Lebih lanjut, para sufi lebih banyak memberikan interpretasi teks dengan pendekatan batiniah. Gus Men kemudian mencontohkan ayat tentang golongan yang menerima zakat, ditafsirkan oleh Ibnu ‘Athaillah As-Sakandari dengan pendekatan yang lain. Bagi penulis al-Hikam tersebut, ayat ini memberikan pesan bagi umat manusia untuk membantu (mengeluarkan) kaum papa, fakir miskin, untuk keluar dari kesulitannya. Pembacaan kaum sufi dengan model batini melampaui yang dipahami para ahli fikih yang lebih banyak melihat zahir nash.

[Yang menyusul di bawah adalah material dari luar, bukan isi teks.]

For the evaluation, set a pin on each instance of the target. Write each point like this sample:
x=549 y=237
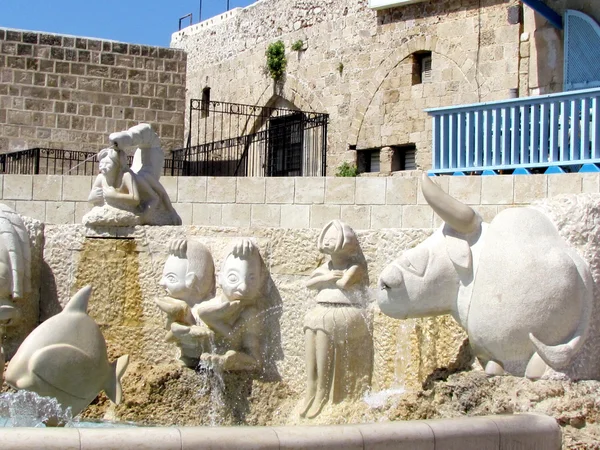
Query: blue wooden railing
x=552 y=133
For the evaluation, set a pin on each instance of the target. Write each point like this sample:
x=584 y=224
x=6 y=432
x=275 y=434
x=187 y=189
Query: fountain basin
x=524 y=431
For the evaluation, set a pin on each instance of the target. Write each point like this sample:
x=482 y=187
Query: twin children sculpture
x=221 y=331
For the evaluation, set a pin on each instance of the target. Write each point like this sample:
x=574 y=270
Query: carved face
x=241 y=278
x=330 y=240
x=174 y=277
x=423 y=281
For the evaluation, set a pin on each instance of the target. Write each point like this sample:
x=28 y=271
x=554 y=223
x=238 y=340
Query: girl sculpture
x=338 y=338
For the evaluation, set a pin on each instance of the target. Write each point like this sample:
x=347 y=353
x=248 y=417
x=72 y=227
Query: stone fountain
x=263 y=329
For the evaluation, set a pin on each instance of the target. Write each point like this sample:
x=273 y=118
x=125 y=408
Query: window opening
x=421 y=67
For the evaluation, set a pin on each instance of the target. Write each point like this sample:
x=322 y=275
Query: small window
x=404 y=157
x=421 y=67
x=204 y=107
x=368 y=160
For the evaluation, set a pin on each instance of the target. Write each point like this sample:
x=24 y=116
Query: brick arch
x=466 y=65
x=293 y=91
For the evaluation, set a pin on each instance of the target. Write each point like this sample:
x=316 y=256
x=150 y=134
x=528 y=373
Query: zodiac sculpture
x=223 y=331
x=65 y=358
x=338 y=339
x=521 y=292
x=124 y=196
x=189 y=278
x=15 y=268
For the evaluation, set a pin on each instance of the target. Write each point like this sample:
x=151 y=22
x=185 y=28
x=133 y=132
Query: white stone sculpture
x=224 y=331
x=15 y=268
x=338 y=338
x=65 y=358
x=124 y=196
x=523 y=295
x=189 y=278
x=234 y=315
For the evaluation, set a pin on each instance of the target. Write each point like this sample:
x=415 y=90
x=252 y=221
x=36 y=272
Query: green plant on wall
x=346 y=170
x=298 y=45
x=276 y=61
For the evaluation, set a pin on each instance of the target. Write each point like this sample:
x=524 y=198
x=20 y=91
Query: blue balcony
x=550 y=133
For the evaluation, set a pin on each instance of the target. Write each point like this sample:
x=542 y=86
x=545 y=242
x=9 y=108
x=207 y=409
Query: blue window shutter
x=582 y=51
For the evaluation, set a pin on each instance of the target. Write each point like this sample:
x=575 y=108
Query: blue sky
x=149 y=22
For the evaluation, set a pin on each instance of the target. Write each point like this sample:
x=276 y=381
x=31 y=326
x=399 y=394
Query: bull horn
x=456 y=214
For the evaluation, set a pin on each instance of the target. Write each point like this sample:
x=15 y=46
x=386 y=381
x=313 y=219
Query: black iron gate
x=230 y=139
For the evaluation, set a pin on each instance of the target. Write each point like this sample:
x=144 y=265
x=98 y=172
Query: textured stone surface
x=374 y=100
x=488 y=277
x=196 y=208
x=67 y=93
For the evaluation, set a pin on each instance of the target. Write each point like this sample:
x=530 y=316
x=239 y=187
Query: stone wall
x=70 y=92
x=541 y=66
x=302 y=202
x=358 y=64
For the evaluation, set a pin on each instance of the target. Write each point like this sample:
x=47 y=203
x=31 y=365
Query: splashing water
x=27 y=409
x=379 y=399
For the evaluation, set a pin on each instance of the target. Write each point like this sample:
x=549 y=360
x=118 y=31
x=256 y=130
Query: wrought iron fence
x=226 y=139
x=232 y=139
x=50 y=161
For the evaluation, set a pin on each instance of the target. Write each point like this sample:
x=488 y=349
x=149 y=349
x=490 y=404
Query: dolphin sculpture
x=65 y=358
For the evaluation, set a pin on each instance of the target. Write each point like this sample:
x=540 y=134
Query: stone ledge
x=384 y=202
x=523 y=431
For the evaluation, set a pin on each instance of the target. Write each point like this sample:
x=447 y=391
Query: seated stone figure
x=228 y=323
x=338 y=338
x=125 y=197
x=189 y=278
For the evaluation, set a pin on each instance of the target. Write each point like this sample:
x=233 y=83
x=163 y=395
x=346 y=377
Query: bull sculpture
x=522 y=294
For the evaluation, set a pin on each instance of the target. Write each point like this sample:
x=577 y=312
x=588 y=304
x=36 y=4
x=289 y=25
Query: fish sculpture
x=65 y=358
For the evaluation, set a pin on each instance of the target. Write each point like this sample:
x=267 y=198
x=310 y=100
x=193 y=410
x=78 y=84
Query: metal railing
x=557 y=131
x=50 y=161
x=232 y=139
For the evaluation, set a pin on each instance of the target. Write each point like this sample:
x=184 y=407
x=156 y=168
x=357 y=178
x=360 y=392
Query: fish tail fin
x=117 y=369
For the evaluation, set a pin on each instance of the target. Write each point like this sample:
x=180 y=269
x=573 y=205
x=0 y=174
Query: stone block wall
x=541 y=64
x=70 y=92
x=302 y=202
x=358 y=64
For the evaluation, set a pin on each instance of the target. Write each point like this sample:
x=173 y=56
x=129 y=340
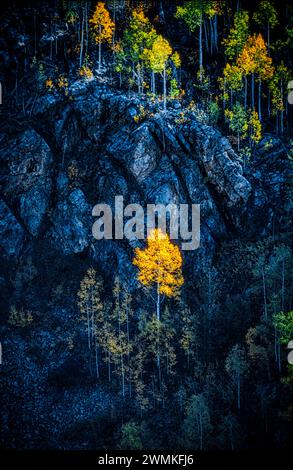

Melalui bedah buku ini, Tajuddin mengungkap pentingnya keseimbangan dalam pengamalan beragama. Perlu bagi para santri mengintegrasi kajian hadis dari ahli fikih dan ahlussuffah (kaum sufi). Buku Jejak Kaum Sufi menjembatani dikotomi yang selama ini banyak terjadi.

Sambutan Pengasuh Pesantren Darul Falah Besongo, KH. Imam Taufiq, yang diwakilkan oleh Nabilatus Sa’adah (lurah pondok), memperjelas urgensi keseimbangan spiritual dengan dimensi material, dalam menghadapi keberagaman.

“Besongo adalah Pondok yang fokus pada Tafaqquh fiddin. Tetapi (para santri) tidak bisa melepaskan diri dari tradisi sufi, tradisi tasawuf, seperti mujahadah, bersungguh-sungguh dalam beribadah, bersungguh-sungguh dalam menjalankan riyadhoh. Besongo tidak hanya menjadi tempat mengaji, tetapi juga melatih tradisi sufistik, terang lurah pondok.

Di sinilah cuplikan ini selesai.